The plots in Fig. 1 further suggest that the cooperativity appears irrespective of whether the phosphorylated amino acid residue is tyrosine or serine. However, the overall shapes of the Scatchard plots obtained for the two cooperative peptides are quite different, which indicates that even though both are cooperative, the parameters describing the interaction are different. It is beyond the scope of this report to study the mechanisms behind this variance, but it is an interesting observation for future studies.

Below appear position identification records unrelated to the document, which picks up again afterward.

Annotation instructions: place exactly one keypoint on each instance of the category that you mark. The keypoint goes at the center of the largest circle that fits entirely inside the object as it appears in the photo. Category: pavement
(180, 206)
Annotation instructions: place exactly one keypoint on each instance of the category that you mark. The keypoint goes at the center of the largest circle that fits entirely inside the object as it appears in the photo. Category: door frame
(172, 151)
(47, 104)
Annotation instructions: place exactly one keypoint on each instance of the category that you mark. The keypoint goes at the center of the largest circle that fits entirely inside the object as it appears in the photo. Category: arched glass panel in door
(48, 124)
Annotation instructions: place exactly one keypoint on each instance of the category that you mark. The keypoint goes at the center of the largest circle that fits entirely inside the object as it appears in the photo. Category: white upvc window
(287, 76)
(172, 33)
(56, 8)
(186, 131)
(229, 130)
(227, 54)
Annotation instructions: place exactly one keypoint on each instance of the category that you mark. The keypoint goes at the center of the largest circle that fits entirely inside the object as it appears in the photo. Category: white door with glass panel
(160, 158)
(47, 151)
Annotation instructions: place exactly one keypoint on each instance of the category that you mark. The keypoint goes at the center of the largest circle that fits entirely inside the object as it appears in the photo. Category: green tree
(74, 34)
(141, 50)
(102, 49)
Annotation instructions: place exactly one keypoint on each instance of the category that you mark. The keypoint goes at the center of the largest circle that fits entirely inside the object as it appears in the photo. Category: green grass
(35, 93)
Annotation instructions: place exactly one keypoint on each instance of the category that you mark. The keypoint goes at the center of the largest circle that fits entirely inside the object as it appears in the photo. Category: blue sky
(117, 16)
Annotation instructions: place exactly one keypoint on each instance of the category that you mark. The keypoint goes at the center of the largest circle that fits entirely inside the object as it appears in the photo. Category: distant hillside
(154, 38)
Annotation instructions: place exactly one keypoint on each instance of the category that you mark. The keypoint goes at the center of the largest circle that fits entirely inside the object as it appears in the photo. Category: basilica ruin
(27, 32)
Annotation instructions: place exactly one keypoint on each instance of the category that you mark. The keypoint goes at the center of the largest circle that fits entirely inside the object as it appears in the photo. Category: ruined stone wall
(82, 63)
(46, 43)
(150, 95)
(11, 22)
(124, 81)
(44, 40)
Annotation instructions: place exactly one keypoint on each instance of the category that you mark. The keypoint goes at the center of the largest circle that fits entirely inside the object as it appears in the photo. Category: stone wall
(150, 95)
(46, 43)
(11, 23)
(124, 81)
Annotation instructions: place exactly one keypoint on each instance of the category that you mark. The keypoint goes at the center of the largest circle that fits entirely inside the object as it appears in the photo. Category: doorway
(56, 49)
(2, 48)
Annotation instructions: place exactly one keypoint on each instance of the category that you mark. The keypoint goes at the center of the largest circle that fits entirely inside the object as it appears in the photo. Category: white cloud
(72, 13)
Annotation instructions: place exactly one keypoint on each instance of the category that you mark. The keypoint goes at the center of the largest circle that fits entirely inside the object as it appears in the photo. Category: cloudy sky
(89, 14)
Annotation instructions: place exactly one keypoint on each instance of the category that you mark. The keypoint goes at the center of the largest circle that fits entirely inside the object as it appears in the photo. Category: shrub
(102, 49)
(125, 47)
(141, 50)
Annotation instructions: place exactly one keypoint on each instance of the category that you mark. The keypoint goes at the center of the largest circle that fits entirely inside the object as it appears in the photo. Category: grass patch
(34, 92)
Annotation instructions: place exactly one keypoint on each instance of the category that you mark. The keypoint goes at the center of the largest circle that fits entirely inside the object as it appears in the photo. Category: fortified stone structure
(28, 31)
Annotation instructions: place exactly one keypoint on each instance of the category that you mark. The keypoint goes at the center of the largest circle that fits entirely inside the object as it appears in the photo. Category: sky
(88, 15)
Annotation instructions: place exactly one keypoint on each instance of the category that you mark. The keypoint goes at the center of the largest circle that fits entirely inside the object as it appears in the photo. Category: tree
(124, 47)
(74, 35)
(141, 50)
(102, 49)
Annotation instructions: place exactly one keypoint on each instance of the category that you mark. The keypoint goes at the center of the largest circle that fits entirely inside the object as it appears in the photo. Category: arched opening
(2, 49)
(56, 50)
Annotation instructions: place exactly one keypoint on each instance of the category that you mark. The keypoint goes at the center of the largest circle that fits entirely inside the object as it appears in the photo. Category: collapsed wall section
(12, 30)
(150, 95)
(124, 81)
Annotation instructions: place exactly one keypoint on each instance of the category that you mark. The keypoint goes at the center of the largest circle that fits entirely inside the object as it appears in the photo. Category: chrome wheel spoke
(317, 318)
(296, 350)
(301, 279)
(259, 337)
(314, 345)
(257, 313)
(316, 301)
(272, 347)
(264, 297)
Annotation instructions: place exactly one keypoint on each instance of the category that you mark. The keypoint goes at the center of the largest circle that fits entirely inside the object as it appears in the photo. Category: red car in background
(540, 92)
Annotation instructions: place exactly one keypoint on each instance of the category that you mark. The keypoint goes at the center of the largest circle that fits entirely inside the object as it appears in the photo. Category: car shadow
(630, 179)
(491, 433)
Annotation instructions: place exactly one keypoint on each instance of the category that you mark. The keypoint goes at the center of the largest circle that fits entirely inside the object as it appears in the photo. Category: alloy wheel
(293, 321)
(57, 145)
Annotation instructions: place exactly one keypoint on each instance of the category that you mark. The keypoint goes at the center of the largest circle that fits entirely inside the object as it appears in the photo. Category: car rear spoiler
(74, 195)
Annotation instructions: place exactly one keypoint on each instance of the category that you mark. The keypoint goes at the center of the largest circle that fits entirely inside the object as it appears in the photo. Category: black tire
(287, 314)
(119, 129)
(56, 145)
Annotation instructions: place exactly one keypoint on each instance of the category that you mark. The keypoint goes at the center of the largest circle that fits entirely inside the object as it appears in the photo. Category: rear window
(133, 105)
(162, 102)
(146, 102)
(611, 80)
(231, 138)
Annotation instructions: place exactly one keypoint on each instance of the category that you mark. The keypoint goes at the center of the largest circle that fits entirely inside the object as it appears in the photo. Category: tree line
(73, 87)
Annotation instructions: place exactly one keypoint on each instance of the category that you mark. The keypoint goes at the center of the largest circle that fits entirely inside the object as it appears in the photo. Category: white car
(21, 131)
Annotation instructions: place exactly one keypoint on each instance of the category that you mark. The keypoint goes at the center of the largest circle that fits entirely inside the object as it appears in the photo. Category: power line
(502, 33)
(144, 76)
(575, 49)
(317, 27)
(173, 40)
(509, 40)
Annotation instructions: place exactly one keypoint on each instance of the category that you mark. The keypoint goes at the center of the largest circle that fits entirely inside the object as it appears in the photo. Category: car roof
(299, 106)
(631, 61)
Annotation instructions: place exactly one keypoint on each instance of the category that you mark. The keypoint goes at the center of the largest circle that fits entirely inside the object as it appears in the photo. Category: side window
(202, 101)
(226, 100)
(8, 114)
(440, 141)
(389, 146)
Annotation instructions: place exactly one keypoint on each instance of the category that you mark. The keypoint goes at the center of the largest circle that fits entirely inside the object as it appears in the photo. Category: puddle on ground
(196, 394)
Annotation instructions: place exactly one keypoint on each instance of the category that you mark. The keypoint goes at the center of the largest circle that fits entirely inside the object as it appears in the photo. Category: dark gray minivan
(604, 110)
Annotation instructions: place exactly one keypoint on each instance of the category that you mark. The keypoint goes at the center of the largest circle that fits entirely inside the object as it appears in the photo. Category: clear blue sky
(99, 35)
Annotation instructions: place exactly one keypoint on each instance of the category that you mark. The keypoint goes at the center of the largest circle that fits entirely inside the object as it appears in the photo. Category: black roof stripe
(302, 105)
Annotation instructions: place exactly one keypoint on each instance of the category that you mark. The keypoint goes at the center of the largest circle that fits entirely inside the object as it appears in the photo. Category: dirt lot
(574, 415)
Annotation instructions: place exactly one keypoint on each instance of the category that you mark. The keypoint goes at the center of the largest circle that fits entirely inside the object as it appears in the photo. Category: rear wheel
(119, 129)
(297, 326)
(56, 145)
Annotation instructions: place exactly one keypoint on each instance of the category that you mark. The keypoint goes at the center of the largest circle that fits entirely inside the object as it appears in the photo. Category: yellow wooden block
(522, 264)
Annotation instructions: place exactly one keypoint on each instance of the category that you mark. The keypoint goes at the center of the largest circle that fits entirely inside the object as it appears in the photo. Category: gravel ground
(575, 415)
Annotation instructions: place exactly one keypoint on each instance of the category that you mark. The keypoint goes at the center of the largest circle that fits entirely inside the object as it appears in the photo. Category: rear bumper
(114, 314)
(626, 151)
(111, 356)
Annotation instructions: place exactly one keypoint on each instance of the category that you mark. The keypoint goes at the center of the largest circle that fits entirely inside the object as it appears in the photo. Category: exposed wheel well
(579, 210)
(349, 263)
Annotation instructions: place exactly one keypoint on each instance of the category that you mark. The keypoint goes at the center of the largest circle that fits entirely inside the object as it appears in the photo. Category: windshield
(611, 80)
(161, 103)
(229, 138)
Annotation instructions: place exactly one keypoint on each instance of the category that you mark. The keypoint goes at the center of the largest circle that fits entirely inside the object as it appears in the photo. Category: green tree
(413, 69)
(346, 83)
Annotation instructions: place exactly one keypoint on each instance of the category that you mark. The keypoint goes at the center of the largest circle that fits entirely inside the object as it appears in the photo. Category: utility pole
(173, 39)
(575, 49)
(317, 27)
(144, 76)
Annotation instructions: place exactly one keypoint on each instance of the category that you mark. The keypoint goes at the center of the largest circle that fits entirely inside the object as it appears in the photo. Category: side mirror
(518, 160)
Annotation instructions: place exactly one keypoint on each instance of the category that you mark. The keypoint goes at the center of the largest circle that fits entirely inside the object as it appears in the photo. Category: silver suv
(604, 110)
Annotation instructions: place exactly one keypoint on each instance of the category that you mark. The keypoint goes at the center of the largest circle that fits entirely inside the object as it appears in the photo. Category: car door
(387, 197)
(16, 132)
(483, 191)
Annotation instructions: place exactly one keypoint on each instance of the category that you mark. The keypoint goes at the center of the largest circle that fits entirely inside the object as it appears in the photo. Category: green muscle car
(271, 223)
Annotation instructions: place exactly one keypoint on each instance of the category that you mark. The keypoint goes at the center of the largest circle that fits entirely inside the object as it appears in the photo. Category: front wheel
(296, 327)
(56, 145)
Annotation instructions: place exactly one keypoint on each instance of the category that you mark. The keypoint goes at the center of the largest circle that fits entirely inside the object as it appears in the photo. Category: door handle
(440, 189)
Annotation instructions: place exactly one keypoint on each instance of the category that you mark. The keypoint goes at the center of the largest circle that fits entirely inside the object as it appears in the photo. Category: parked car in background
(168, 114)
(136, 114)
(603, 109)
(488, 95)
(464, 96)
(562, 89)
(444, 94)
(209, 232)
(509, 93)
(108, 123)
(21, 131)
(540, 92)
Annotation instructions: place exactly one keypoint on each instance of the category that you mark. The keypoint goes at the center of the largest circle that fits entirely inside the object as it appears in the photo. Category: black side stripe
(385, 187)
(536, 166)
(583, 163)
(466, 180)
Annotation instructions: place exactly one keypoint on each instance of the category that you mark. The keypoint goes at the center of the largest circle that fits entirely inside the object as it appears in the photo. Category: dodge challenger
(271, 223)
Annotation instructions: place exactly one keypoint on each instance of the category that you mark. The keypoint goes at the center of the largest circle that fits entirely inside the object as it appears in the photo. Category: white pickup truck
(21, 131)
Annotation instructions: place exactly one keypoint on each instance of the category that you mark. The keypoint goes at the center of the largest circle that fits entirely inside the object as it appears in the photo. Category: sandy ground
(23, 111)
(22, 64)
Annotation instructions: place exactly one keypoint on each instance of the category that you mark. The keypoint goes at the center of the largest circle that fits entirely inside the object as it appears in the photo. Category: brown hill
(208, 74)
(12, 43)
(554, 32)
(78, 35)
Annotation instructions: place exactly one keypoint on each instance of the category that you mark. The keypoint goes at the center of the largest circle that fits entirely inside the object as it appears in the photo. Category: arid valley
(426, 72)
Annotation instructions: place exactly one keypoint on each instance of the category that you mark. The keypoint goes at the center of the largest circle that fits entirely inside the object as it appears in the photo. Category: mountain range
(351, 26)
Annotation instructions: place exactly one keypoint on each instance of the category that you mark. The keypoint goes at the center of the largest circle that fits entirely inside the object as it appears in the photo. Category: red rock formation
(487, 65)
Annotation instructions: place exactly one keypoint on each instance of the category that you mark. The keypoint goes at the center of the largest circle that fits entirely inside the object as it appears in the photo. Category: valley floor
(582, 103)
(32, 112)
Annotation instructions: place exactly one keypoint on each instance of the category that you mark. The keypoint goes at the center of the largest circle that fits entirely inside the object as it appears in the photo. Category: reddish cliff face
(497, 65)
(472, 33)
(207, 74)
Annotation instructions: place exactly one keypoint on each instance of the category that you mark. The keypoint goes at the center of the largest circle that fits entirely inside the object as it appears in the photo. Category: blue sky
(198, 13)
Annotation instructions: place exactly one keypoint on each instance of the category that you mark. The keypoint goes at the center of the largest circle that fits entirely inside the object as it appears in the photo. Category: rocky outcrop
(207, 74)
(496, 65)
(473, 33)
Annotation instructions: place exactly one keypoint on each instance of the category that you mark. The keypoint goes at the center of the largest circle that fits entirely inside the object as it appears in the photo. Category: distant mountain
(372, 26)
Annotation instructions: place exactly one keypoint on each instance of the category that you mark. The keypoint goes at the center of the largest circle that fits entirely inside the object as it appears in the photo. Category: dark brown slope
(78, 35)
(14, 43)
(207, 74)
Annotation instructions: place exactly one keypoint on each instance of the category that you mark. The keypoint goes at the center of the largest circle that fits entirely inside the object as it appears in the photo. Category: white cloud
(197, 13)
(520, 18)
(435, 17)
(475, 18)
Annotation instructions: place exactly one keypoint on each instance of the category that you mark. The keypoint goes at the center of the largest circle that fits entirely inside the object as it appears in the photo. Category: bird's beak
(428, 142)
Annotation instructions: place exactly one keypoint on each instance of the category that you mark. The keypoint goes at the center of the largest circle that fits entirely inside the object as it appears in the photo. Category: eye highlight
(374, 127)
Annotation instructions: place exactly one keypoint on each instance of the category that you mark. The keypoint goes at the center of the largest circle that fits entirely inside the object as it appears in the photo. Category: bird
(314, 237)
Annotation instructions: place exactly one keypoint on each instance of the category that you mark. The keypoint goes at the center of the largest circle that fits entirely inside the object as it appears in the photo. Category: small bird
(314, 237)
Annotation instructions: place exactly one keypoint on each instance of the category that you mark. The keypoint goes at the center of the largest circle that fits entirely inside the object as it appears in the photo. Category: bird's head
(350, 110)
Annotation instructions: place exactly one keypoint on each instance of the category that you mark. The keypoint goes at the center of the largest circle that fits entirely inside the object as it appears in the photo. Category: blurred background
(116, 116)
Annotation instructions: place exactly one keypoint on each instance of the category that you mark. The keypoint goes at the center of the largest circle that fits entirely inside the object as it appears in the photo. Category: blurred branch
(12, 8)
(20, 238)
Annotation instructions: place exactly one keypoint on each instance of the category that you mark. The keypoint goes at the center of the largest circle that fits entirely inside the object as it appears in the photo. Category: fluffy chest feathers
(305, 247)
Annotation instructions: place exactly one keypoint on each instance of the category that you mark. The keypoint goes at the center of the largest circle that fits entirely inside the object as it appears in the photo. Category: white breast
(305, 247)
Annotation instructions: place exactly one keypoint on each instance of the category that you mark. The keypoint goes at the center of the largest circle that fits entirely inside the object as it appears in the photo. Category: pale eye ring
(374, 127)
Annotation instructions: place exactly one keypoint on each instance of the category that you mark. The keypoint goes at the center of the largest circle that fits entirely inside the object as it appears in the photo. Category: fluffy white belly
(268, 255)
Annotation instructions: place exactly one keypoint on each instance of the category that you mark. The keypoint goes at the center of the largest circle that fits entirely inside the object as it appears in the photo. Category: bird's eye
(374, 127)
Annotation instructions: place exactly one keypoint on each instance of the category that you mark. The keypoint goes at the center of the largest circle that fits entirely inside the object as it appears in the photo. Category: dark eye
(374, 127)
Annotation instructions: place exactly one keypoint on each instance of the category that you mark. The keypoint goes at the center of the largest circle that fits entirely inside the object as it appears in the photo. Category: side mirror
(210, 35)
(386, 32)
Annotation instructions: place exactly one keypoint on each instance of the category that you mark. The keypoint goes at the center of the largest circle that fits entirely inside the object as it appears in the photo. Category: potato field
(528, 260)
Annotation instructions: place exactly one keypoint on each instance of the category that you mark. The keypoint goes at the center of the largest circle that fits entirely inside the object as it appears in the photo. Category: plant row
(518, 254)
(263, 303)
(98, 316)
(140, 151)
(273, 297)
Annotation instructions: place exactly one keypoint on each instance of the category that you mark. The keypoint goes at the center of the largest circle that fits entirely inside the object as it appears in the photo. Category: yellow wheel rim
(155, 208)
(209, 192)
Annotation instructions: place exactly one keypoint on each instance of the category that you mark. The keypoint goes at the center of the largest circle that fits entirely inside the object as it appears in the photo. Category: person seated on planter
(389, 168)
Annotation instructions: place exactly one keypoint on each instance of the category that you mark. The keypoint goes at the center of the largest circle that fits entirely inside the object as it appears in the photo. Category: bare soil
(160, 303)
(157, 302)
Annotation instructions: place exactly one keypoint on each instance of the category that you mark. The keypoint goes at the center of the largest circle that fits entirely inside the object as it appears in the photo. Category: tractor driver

It is also necessary to point out that, although all the peptides in the present study contain an arginine end; other positively charged C-term amino acids may give rise to cooperative adsorption behavior. As an example, we previously showed that the IR peptide,17 in which lysine is found at the C-term, presents a distinct cooperative behavior. Given the evidence gathered up to this point, it would appear that a positive charge at the C-term and an overall neutral charge of the peptide are the only requirements for cooperativity to emerge. Whether the same would be observed if the positive charge is located in the N-term, and whether cooperativity would arise from a positive charge just right next to the end-term amino acids, are matters for future research.

In summary, the observations described above suggest that positive cooperativity might be a common phenomenon during phosphopeptide enrichment from biologically relevant samples, since most monophosphorylated tryptic peptides (considering no missed cleavages) will present a positively charged C-term and display a zero-net charge under the conditions commonly used in these studies. This may bias the analysis, as cooperative phosphopeptides can be overrepresented in the enriched sample, as will be shown in the following sections.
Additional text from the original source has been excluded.